エイミーに顔を向け、問題ない事を伝えると、エイミーはようやく安心したような表情を見せ話を始めた。
「ギルド職員の方のお話では、どうやらご主人様にとって、隠密のスキルは強力過ぎたようで、そのスキルに合うように身体の調整が行われたのだろうとの見解でした。

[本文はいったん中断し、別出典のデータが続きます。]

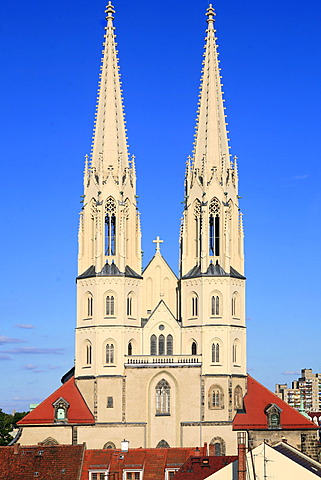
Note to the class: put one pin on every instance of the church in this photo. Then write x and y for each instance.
(160, 360)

強力なスキルを得た場合などに時々ある事のようですが隠密のようなスキルの時には起こり難い事のようで説明がなかったそうです。」
まぁ漁師のスキルが強大なスキルという事は無いと考えていたんだろうな。
それに俺は元々がアンジェナに鼻で笑われる程度の強さしかないから、きっとその辺の事も絡んでいる可能性がある。
考えてみりゃあ漁師のじいちゃんは引退する年になるまでずっと磨き続けてたような能力だ。

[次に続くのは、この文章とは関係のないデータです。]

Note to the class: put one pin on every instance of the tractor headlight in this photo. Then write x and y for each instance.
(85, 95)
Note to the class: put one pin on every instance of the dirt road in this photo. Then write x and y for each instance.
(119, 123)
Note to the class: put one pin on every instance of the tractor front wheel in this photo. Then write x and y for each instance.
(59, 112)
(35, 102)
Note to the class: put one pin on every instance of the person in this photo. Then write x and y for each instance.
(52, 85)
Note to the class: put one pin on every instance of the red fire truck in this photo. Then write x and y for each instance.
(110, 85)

その能力を全部を貰ったら、そりゃあ能力を貰った方の体にもなにかしらの異変が起きて当然と言えば当然な気がする。
「そっか……わかったよエイミー。ありがとう。悪かったね心配させて。」
エイミーは一瞬キョトンとし、すぐ居ずまいを正した。
「いえ、とんでもございません。ご主人様」
なんとなく、真面目な雰囲気なエイミーに違和感を覚える。
「どうかした? 俺、なんかおかしい?」
「い、いえ。その……ご主人様が御主人様っぽく感じられると言いますか……なんと言いますか。

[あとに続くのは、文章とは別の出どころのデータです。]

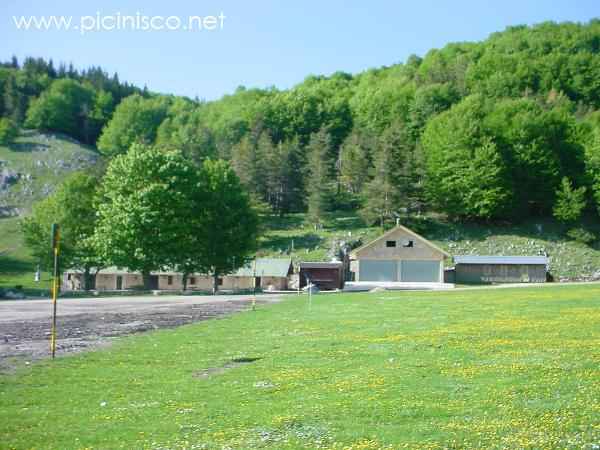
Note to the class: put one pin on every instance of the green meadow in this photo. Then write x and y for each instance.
(480, 368)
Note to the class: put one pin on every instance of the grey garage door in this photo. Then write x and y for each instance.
(378, 270)
(420, 271)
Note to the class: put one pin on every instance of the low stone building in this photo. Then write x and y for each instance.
(500, 269)
(264, 273)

いつものヘタ……なんでもございません! え、えと。そんなに深く追求しないで頂けると嬉しいです。」
ほんのりと頬を染め、ドギマギとしているエイミー。
そんなエイミーの様子に何となく幼子のような可愛さを感じて失笑する。
「そうか。わかったよ。
さて、栄育院のお邪魔になるのもなんだし一度外に出ようか。」
「はっ! かしこまりました。」
栄育の外に向かう途中に別の係員と会い、お礼を言ってから外に出る。
「あ、そうでした。ご、御主人様。
気絶されておられる間に係の方から色々と言付かっております。
えっと、まずスキルを習得された方はギルドカードを更新した方が良いようです。」
「そうか。わかった。 じゃあ、これからギルドへ向かおう。」
「はっ! かしこまりました。」
「そうだ……折角だから向かいながら隠密を使ってみてもいいかな? 変化を感じたら教えて欲しい。」
「はっ。」
ギルドに向かいながら隠密を使用してみてエイミーが俺をどう捉えているか試してみた。
受けた印象を話してもらい、なんとなく理解できた。
簡単に言うとこの能力は透明人間だ。
相手に俺の存在を認識されていない状態の場合、『本気で隠れたい』と考えると、ピッタリ背後に居ても気づかれないし、こっちを意識していない人間。例えば通行人などは肩がぶつかったりするくらいの距離で、ようやく気が付き、向こうがとても驚いていた。
とんでもないスキルだ。
ただ本気でやるとどんどん疲れが溜まってくるような感覚になり、あまり多用はでき無さそう。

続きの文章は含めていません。